Da Wikipedia, l’enciclopedia libera.

Il test INVALSI (o Prova Nazionale) è una prova scritta che ha lo scopo di valutare i livelli di apprendimento degli studenti al terzo anno della scuola secondaria di primo grado. I contenuti dei test sono realizzati dall’Istituto Nazionale per la Valutazione del Sistema dell’Istruzione (INVALSI).

https://www.leoniblog.it/2015/05/13/scu ola-boicottare-le-prove-invalsi-e-orrore/

SCUOLA: BOICOTTARE LE PROVE INVALSI È ORRORE

13 maggio 2014 – di Oscar Giannino

Sciopero degli scrutini, un altro sciopero generale, boicottaggio delle prove Invalsi. L’incontro di ieri tra governo e sindacati sulla riforma della scuola si è concluso con le confederazioni più in guerra che mai. […]

L’obiettivo è farla ritirare, la riforma. Strappare subito 150 mila precari assunti e non 106mila, e il nuovo contratto. Per il resto, il governo si rimetta in tasca la sua idea di dirigente scolastico con nuovi poteri, l’introduzione di criteri di valutazione dei docenti e dei dirigenti scolastici per primi, gli incentivi fiscali ai privati che vogliano investire nella scuola pubblica, che è insieme quella di Stato e quella paritaria. Sabato, in una trasmissione che abbiamo dedicato alla riforma, ho avuto ospite una rappresentante dei “genitori democratici” che negava la fondatezza dei test internazionali PISA, che vedono gli studenti italiani in fondo alle graduatorie internazionali per comprensione ed elaborazione di testi e soluzione di problemi matematici. “Test infondati”, ha detto, “le scuole italiane sono eccellenti e lo sanno tutti”. E un preside contrario alla riforma, per il quale “l’idea che si debba offrire alle famiglie una griglia di risultati comparati dei risultati di ogni istituto è sbagliata e falsa, le famiglie affidano i loro figli allo Stato e per questo l’istruzione offerta deve essere a tutti rigorosamente e costituzionalmente uguale”.

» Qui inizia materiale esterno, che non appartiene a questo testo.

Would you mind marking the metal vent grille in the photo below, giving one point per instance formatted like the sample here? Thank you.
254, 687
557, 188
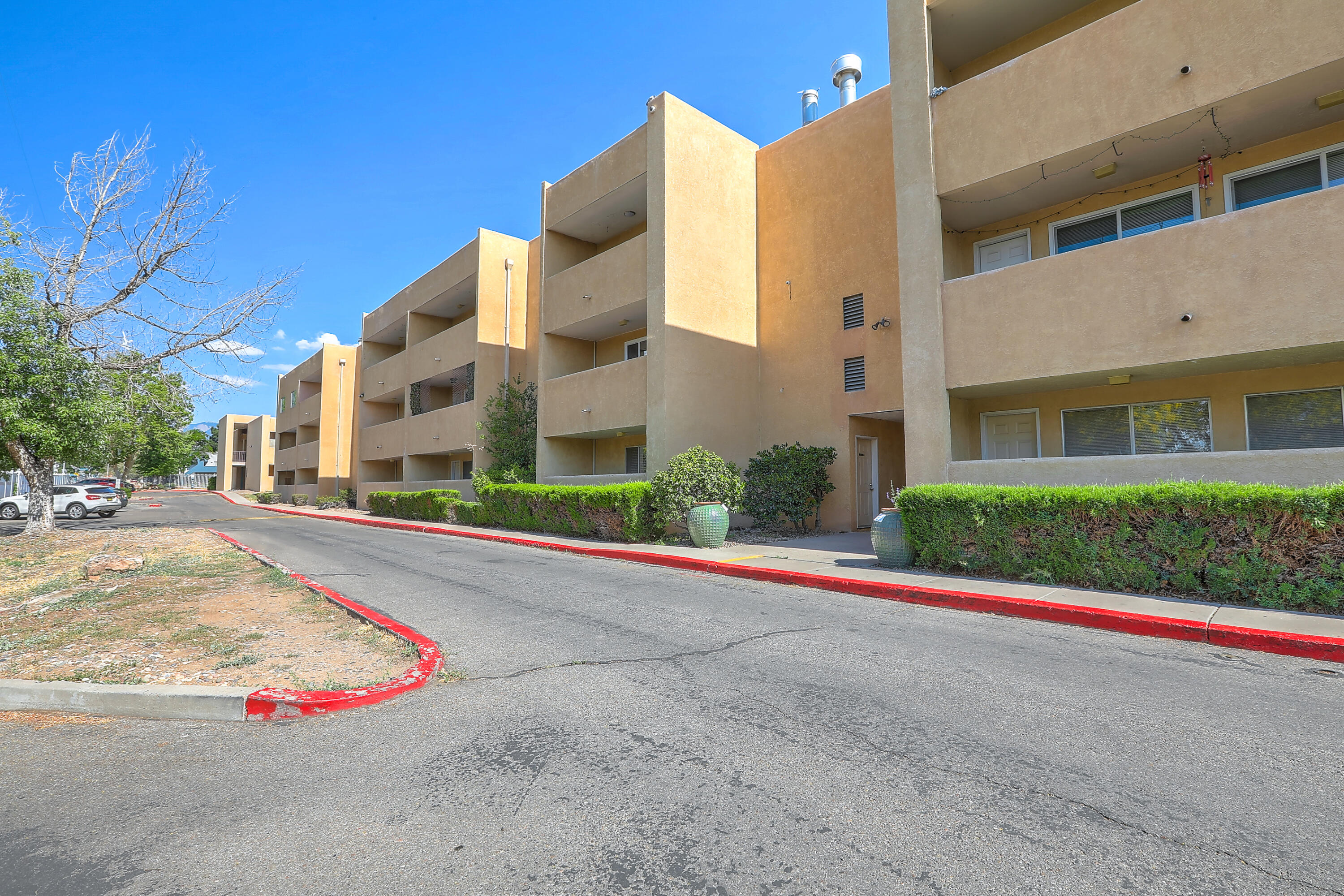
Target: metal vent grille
854, 374
853, 311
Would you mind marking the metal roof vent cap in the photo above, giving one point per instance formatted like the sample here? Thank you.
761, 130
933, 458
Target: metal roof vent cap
846, 73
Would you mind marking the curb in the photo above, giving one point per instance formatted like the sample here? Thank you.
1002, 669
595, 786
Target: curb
1293, 644
146, 702
283, 703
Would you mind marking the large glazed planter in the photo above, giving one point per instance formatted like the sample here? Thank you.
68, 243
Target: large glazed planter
709, 524
889, 539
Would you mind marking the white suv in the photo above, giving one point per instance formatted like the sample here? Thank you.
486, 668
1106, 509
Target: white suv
76, 501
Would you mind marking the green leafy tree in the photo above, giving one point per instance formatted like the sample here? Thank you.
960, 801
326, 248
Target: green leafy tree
697, 474
789, 481
54, 405
510, 431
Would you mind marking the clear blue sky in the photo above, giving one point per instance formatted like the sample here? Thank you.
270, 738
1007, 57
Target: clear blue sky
369, 142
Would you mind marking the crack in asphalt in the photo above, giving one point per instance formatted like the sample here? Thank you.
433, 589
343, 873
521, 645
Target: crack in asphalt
703, 652
1031, 792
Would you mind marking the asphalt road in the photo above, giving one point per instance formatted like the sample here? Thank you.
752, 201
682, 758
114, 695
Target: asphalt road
707, 737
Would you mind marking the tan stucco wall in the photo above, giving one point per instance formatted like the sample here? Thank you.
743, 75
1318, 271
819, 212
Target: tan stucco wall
1225, 394
918, 246
1035, 113
702, 285
827, 207
1248, 277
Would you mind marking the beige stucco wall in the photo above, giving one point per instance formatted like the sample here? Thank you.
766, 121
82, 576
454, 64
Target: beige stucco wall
827, 207
1257, 280
702, 285
1225, 394
1035, 113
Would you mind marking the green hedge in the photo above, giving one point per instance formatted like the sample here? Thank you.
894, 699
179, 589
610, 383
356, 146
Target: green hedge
611, 512
1248, 544
432, 504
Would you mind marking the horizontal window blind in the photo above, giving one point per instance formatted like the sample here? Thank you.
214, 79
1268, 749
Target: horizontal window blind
853, 311
854, 374
1088, 233
1281, 183
1295, 421
1335, 168
1097, 431
1164, 213
1172, 428
636, 460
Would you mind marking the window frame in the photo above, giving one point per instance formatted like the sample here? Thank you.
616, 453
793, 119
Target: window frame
1115, 211
1246, 416
984, 428
1000, 238
1233, 177
1064, 435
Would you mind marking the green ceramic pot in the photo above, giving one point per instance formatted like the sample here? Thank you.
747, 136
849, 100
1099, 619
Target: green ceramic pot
709, 524
889, 539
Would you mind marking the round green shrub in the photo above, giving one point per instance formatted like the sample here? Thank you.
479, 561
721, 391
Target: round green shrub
697, 474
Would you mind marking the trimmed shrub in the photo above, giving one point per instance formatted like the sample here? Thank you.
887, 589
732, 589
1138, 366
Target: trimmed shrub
695, 474
612, 512
789, 481
432, 504
1249, 544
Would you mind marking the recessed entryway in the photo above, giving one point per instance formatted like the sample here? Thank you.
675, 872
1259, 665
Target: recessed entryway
866, 481
1010, 435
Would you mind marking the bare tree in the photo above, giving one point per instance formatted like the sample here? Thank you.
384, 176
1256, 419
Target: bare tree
129, 281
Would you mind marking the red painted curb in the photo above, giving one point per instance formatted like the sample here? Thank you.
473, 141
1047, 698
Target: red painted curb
1265, 641
283, 703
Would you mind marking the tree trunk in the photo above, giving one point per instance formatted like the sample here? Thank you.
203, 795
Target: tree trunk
42, 519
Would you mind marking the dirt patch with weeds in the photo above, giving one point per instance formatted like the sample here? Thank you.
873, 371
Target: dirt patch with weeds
199, 612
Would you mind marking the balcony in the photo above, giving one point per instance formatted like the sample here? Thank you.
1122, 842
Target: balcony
440, 353
617, 283
382, 443
992, 132
596, 404
1257, 283
455, 429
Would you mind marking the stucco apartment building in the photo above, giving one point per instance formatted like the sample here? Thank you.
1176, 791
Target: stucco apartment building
1082, 300
315, 426
246, 456
1072, 295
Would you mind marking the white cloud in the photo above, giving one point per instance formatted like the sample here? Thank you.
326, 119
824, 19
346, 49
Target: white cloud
230, 347
323, 339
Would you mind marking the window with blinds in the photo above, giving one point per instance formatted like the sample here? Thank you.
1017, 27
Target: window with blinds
854, 374
853, 310
1129, 220
1295, 421
1158, 428
1301, 175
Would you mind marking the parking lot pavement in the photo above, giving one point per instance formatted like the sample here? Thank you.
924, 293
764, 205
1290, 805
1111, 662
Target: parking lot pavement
624, 728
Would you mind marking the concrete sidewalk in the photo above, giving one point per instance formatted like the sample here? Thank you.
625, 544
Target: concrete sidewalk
846, 562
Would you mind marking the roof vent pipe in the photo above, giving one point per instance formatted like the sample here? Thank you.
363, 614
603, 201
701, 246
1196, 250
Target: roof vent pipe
846, 74
810, 105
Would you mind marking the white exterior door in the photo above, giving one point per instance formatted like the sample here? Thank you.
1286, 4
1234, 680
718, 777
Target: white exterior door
1010, 436
1003, 253
866, 489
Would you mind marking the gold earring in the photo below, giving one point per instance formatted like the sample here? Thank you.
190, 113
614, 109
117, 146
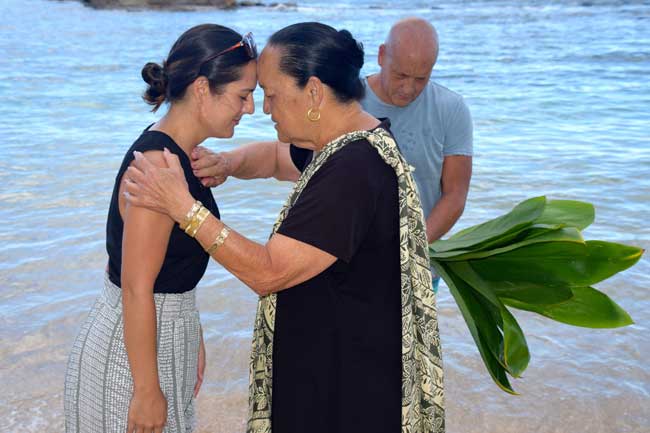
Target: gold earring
312, 115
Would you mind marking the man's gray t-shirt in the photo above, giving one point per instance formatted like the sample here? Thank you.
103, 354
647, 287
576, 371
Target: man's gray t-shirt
435, 125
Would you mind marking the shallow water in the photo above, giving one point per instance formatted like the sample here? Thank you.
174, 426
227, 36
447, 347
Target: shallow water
561, 106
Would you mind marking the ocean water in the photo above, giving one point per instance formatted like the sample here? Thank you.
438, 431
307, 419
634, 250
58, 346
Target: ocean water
561, 105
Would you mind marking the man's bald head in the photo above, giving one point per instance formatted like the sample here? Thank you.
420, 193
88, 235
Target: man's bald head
407, 59
413, 37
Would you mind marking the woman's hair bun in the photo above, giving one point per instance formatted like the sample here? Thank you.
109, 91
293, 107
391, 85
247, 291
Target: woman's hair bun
353, 48
154, 75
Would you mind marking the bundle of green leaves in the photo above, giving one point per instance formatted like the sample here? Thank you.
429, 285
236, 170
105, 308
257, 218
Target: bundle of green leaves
533, 258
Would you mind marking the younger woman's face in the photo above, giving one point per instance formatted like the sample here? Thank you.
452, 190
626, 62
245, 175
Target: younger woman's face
222, 112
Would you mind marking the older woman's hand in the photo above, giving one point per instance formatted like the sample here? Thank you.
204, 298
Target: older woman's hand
211, 168
162, 189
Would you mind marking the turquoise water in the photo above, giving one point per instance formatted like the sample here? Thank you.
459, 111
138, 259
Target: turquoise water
561, 104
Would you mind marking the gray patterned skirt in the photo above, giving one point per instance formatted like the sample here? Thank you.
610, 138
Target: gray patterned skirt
98, 381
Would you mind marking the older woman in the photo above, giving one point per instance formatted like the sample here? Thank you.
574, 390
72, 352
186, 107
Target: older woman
346, 336
138, 359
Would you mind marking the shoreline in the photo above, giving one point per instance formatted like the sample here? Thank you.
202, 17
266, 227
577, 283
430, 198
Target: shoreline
180, 5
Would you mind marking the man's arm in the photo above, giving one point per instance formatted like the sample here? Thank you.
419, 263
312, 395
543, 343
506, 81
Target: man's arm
256, 160
456, 174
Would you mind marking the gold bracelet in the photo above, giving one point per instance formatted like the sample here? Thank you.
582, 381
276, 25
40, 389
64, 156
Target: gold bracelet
190, 214
197, 221
219, 240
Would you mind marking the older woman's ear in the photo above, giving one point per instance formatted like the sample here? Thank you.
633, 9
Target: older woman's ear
316, 90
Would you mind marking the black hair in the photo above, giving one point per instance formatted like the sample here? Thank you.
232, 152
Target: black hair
318, 50
192, 56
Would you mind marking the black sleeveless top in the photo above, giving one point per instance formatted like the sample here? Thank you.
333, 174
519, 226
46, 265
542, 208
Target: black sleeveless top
185, 260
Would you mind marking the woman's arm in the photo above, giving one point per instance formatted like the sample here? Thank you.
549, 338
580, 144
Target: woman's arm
262, 159
144, 244
283, 262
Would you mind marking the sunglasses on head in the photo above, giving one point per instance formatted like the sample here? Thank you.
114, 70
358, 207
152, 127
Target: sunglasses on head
247, 42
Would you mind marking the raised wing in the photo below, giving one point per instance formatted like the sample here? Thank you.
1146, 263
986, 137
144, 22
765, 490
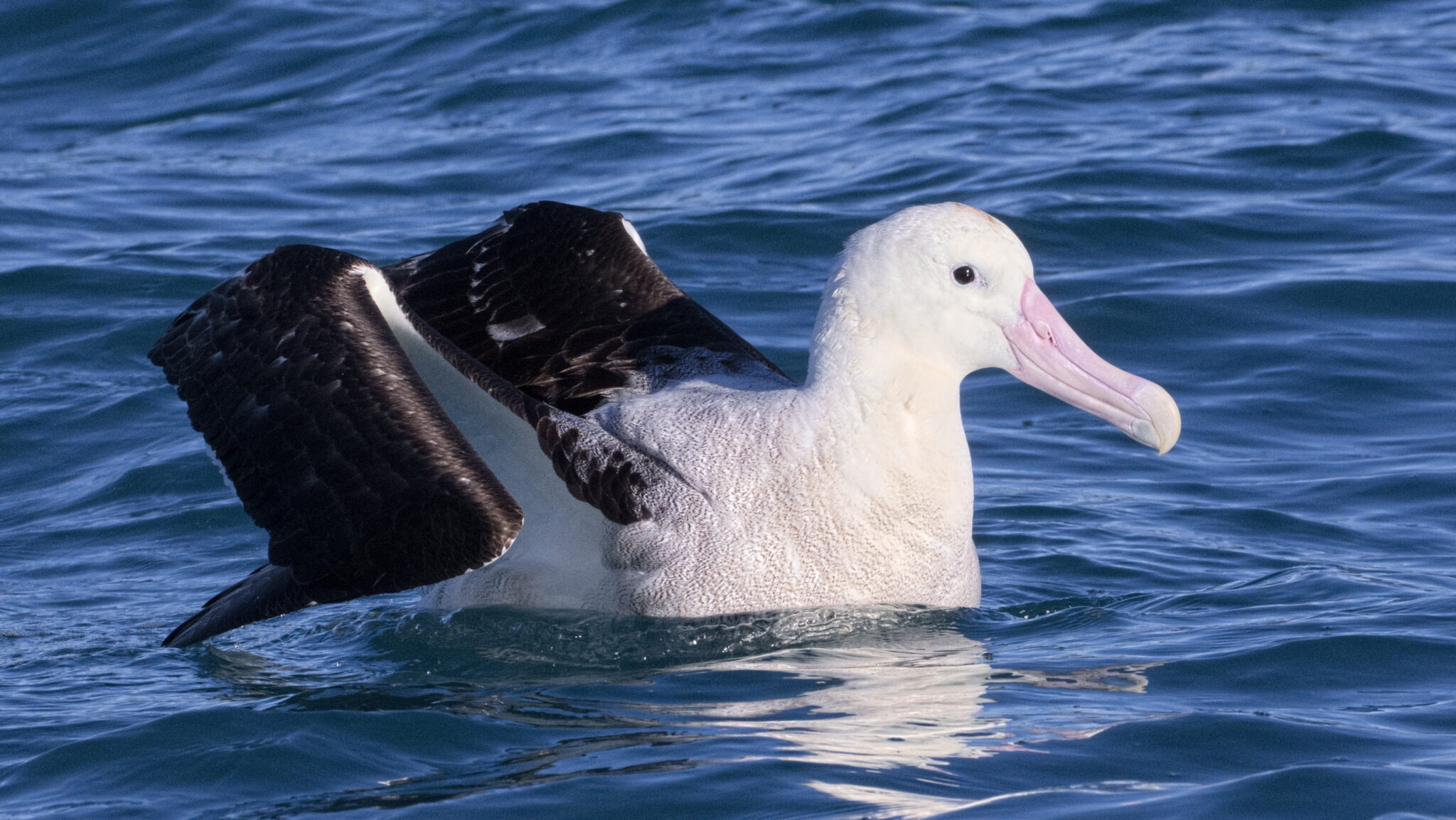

Argomenti simili a me fanno cadere le braccia. E hanno avuto l’immediata traduzione nel boicottaggio in questi giorni dei test Invalsi nelle scuole, con gli studenti che si sono sentiti eroi democratici solidali nella grande battaglia di resistenza all’inaccettabile criterio del merito diseguale, e per questo hanno dato risposte beffarde ai quiz, tra la soddisfazione degli insegnanti. Un pessimo esempio di autoribaltamento della scuola.

Ci si sente sempre più estranei in patria, di fronte a tutto questo. Una scuola in cui così tanti docenti rifiutano l’idea di essere giudicati per merito e risultati, e trasmettono questa stessa idea di fondo ai loro studenti, è il tradimento della prima missione stessa per cui esiste l’istruzione pubblica. Il governo ha accettato che non il dirigente scolastico, ma il collegio dei docenti e il Consiglio d’istituto approvino il piano di offerta formativa, e che nella definizione concreta dei criteri che vengono comunque indicati in legge per valutare gli stessi docenti, anche se restano gli scatti di anzianità e i premi al merito sono solo aggiuntivi, il dirigente scolastico non farà da solo ma sarà coadiuvato da docenti, famiglie e persino studenti. Ma è l’idea in sé di farsi giudicare, che non piace ai sindacati e ai custodi del culto egualitario. Dimenticando che la libertà, come diceva von Humboldt, è innanzitutto libertà di essere e divenire diseguali. E per questo l’istruzione pubblica deve offrire pari opportunità, che sussistono se misurate nel confronto nazionale e internazionale rispetto alla miglior risposta di ciò che la cittadinanza e il mondo del lavoro e dell’impresa chiedono alle future generazioni, basandosi sui migliori risultati e sul premio al merito.

I sindacati hanno voluto ad esempio che l’aspirante insegnante che superi la prima selezione non debba più frequentare un percorso aggiuntivo con prove finali, ma venga al contrario retribuito fin da subito, mentre progressivamente si specializza e assume responsabilità di gestione della classe, fino al definitivo ingresso in ruolo. E’ una garanzia di miglior preparazione, o serve a limitare il merito? Hanno ottenuto che nel prossimo concorso nazionale bandito nell’ottobre 2015 valgano naturalmente i titoli di anzianità di quanto si è stati supplenti in precedenza. Hanno voluto e ottenuto di rilimitare l’alternanza scuola-lavoro all’ultimo biennio della secondaria superiore, hai visto mai che le aziende mettano piede a scuola prima.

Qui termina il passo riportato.